Adverse events were consistent with the know side effects of T-VEC and pembrolizumab. Grade ≥3 adverse events occurred in 20.7% of patients in the combination arm and 19.5% of patients in the placebo group.
In their discussion, the authors reviewed several possible explanations for the lack of significant benefit with pembrolizumab-T-VEC. They suggested that the pivotal trial that led to FDA approval of T-VEC probably included patients with less aggressive disease characteristics. Additionally, the administration schedule for T-VEC was modified in MASTERKEY-265 to align with pembrolizumab dosing.
The difference in PFS among U.S.-enrolled patients probably reflected the larger number of U.S. patients with LDH ≤ the upper limit of normal and lower SLD as compared with non-U.S. patients.
MASTERKEY-265 had a low incidence of pseudoprogression as compared with the pivotal trial that led to T-VEC approval. The lower rate of pseudoprogression approximated the rate observed with single-agent pembrolizumab.

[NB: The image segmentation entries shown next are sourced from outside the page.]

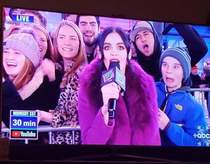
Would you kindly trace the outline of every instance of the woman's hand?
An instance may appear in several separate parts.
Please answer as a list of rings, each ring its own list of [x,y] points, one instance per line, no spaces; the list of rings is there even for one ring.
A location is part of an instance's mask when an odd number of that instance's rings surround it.
[[[43,59],[41,63],[41,68],[44,73],[49,79],[49,81],[55,80],[55,63],[53,63],[49,59]]]
[[[170,121],[168,116],[162,110],[159,109],[158,119],[159,119],[159,128],[161,130],[164,130]]]

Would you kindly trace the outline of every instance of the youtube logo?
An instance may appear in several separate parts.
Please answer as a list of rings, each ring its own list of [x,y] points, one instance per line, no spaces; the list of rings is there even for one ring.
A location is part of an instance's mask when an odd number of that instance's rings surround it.
[[[20,131],[12,131],[12,135],[11,136],[14,137],[14,138],[20,137]]]

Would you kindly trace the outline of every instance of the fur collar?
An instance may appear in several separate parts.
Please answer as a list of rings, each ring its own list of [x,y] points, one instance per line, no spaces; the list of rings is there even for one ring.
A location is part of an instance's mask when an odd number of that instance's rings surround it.
[[[102,106],[101,94],[101,70],[102,61],[94,59],[82,72],[80,85],[84,85],[91,104],[99,109]],[[152,76],[148,75],[135,61],[130,61],[126,67],[126,92],[124,101],[129,109],[131,122],[151,122],[154,117],[154,110],[157,109],[157,96],[155,83]],[[144,114],[142,114],[144,113]],[[153,122],[153,121],[152,121]]]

The authors also noted that the control arm performed better as compared with historical data with single-agent pembrolizumab. For example, the 2-year OS for pembrolizumab-placebo was 66% as compared with 58% and 60%, respectively, in the and trials.
The results of MASTERKEY-265 should be sufficient to end the evaluation of T-VEC with immune checkpoint inhibitors, said Weber.
"I thought it was a well done study. They definitively answered the question of whether T-VEC added to the benefit of PD-1 blockade," he said. "Not that it's a limitation, but pembro is a very effective drug, so doing better set a high bar."
Disclosures
The study was supported by Amgen and Merck.
Chesney disclosed relationships with Amgen, Replimune, Iovance Biotherapeutics, and Bristol Myers Squibb. Other co-authors also reporter disclosures.
Primary Source
Journal of Clinical Oncology
Chesney JA, et al "Randomized, double-blind, placebo-controlled, global phase III trial of talimogene laherparepvec combined with pembrolizumab for advanced melanoma" J Clin Oncol 2022; DOI: 10.1200/JCO.22.00343.